I'm trying to optimize two models in an alternating fashion using PyTorch. The first is a neural network that is changing the representation of my data (ie a map f(x) on my input data x, parameterized by some weights W). The second is a Gaussian mixture model that is operating on the f(x) points, ie in the neural network space (rather than clustering points in the input space. I am optimizing the GMM using expectation maximization, so the parameter updates are analytically derived, rather than using gradient descent.
I have two loss functions here: the first is a function of the distances ||f(x) - f(y)||, and the second is the loss function of the Gaussian mixture model (ie how 'clustered' everything looks in the NN representation space). What I want to do is take a step in the NN optimization using both of the above loss functions (since it depends on both), and then do an expectation-maximization step for the GMM. The code looks like this (I have removed a lot since there is a ton of code):
data, labels = load_dataset()
net = NeuralNetwork()
net_optim = torch.optim.Adam(net.parameters(), lr=0.05, weight_decay=1)
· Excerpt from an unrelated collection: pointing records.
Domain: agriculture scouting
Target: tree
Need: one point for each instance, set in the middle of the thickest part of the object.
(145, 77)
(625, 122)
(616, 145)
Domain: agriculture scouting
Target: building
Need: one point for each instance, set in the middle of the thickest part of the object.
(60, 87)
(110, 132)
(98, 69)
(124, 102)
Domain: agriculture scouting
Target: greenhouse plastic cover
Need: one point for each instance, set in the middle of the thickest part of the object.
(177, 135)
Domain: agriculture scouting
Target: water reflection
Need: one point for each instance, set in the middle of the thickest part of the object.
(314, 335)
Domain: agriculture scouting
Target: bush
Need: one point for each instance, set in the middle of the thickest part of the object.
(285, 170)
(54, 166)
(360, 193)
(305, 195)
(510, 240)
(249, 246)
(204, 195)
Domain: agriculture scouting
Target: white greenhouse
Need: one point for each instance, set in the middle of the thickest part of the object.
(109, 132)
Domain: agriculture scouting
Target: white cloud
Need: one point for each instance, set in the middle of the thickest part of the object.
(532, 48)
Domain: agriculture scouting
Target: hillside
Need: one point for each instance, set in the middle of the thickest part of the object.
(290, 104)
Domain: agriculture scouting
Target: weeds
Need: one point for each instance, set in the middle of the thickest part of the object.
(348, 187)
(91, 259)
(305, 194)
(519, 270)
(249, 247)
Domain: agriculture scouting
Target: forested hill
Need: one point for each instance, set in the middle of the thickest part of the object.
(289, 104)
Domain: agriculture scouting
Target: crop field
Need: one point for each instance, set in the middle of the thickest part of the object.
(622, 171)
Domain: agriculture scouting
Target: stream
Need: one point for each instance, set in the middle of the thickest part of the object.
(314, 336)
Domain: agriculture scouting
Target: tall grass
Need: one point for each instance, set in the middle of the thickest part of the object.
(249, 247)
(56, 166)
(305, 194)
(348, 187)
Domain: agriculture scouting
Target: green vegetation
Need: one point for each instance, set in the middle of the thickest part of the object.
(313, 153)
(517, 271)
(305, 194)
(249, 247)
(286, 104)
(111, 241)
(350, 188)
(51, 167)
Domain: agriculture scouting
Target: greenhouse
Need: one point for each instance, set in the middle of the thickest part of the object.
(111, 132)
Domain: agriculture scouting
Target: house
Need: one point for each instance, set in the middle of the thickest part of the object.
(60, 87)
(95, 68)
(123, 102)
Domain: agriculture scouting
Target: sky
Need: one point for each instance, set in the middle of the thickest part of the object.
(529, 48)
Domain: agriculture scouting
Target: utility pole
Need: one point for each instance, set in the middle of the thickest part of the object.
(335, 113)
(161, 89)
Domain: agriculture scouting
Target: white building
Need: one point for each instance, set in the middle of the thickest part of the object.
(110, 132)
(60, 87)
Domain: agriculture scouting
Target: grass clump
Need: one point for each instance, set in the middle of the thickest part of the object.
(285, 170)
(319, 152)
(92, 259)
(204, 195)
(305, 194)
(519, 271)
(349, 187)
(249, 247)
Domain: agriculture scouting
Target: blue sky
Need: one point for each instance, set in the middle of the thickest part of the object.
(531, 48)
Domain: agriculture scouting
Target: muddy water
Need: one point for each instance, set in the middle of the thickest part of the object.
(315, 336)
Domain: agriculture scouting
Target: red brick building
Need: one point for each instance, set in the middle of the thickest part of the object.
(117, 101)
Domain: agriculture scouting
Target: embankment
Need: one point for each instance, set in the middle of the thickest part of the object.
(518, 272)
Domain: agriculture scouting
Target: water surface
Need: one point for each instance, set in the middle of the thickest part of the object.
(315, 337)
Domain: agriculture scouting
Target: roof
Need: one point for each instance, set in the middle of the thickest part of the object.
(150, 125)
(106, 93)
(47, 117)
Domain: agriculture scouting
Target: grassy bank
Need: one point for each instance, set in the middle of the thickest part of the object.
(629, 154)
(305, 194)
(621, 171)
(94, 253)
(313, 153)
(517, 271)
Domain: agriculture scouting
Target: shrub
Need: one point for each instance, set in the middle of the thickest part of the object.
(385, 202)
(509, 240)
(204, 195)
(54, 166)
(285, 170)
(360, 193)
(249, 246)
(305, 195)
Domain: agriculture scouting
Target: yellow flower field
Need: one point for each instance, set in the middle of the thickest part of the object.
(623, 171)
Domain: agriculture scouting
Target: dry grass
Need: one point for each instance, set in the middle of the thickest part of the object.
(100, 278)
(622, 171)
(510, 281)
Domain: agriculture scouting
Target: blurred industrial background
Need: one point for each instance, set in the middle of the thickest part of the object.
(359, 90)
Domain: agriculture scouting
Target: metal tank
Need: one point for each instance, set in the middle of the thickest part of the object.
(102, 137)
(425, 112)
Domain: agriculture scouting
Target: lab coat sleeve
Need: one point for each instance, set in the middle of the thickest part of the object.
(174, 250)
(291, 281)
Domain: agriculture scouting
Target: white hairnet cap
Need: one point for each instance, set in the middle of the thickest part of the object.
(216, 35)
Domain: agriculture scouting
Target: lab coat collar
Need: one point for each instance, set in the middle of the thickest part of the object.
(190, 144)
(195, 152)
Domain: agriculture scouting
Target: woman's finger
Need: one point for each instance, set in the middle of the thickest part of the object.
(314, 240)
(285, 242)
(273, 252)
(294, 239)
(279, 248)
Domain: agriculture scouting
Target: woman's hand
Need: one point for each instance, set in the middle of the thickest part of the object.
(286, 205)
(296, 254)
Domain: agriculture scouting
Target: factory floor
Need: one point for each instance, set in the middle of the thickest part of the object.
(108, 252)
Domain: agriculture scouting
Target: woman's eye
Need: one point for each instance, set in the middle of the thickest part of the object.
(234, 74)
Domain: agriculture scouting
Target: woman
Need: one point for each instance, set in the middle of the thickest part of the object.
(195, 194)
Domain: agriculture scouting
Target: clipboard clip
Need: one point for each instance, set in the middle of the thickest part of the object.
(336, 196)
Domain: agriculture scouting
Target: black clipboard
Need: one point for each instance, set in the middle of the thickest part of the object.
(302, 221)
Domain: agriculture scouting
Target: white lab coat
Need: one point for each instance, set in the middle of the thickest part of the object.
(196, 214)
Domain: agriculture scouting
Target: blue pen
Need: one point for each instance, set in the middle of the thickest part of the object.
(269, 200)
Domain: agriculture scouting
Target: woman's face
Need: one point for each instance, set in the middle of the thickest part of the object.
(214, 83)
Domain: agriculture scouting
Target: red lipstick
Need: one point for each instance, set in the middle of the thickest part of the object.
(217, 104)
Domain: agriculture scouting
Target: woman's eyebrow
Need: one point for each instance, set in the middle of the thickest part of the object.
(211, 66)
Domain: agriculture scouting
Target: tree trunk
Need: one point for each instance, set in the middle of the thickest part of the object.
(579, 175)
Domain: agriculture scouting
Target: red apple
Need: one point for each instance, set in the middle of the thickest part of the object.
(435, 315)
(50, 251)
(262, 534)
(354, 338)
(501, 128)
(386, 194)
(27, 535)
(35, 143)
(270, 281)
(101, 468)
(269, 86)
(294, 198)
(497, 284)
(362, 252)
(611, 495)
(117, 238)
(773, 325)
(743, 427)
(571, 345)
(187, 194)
# initialize weights, means, and covariances for the Gaussian clusters
concentrations, means, covariances, precisions = initialization(net.forward_one(data))
for i in range(1000):
net_optim.zero_grad()
pairs, pair_labels = pairGenerator(data, labels) # samples some pairs of datapoints
outputs = net(pairs[:, 0, :], pairs[:, 1, :]) # computes pairwise distances
net_loss = NeuralNetworkLoss(outputs, pair_labels) # loss function based on pairwise dist.
embedding = net.forward_one(data) # embeds all data in the NN space
log_prob, log_likelihoods = expectation_step(embedding, means, precisions, concentrations)
concentrations, means, covariances, precisions = maximization_step(embedding, log_likelihoods)
gmm_loss = GMMLoss(log_likelihoods, log_prob, precisions, concentrations)
net_loss.backward(retain_graph=True)
gmm_loss.backward(retain_graph=True)
net_optim.step()
Essentially, this is what is happening:
- Sample some pairs of points from the dataset
- Push pairs of points through the NN and compute network loss based on those outputs
- Embed all datapoints using the NN and perform a clustering EM step in that embedding space
- Compute variational loss (ELBO) based on clustering parameters
- Update neural network parameters using both the variational loss and the network loss
However, to perform (5), I am required to add the flag retain_graph=True
, otherwise I get the error:
RuntimeError: Trying to backward through the graph a second time, but the buffers have already been freed. Specify retain_graph=True when calling backward the first time.
It seems like having two loss functions means that I need to retain the computational graph?
I am not sure how to work around this, as with retain_graph=True
, around iteration 400, each iteration is taking ~30 minutes to complete. Does anyone know how I might fix this? I apologize in advance – I am still very new to automatic differentiation.